Many are the students working part-time to earn their tuition at low-paying jobs. Mass media uses the word  'Sampo'  generation: compelled to give up romance, marriage and children.  'Sam' is the word for three and 'Po' give up. This give-up-generation now adds four more things they have to give up:  home owning, social life, and recently added  was dreams and hopes.

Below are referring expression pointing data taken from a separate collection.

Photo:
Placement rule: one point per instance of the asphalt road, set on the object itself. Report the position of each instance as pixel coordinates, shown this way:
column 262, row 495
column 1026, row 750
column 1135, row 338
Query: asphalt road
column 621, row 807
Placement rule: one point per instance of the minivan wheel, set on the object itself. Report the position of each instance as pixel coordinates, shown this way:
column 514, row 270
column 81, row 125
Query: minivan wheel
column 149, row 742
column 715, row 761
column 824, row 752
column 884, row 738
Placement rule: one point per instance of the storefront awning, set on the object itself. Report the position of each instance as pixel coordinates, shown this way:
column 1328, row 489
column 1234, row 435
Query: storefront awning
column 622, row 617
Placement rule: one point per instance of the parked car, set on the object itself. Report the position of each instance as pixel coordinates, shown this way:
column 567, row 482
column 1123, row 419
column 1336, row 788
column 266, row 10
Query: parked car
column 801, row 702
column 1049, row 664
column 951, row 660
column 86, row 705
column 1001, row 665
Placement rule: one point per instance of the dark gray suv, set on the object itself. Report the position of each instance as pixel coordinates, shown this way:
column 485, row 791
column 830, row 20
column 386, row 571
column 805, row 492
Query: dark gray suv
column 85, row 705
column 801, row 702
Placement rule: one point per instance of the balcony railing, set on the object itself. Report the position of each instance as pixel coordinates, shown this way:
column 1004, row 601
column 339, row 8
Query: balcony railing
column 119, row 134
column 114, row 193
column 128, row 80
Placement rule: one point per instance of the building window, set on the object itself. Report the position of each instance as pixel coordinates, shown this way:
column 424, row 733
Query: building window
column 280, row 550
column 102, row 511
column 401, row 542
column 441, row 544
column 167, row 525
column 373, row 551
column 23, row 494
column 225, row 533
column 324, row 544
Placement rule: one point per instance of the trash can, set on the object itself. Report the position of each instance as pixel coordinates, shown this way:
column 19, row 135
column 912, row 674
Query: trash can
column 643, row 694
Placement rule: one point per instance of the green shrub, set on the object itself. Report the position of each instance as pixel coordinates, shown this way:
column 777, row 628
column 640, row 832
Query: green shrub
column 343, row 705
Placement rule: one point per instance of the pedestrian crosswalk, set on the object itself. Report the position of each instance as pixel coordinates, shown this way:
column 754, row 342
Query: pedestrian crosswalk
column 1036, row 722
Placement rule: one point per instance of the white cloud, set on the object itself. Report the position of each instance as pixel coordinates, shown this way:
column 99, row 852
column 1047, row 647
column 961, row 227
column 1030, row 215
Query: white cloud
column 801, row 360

He wants students who come  for counseling to hold their head up high, look up at the sky, know what they want in life, and go for it. When he tells the students to look up at the sky, what he is saying is  keep their ideals, become the journalist they desire to be, and work to make persons the center of their mission. He recommends they take a trip, look over their lives, confirm their mission and when they return view the  full marathon course, and be determined to begin.

Each New Year symbolizes  a new beginning with resolves and  dreams. Young people are the future. They need to dream, when they fail they need another opportunity. He mentions the movie 'Gone With the Wind,'  at the last scene of the movie the heroine Scarlett tired, broken and depressed returns home and says: "Tomorrow the sun will shine again."

Even when all looks black, we still have to go on living. We have to fight against anger and hate and begin the new year with hope, and use the time given us well.  We live in our place in history. Young people should look beyond the present reality to a new horizon with renewed strength. He finishes the column with a cry of encouragement: Keep on dreaming, stand up and change the world. Happy New Year!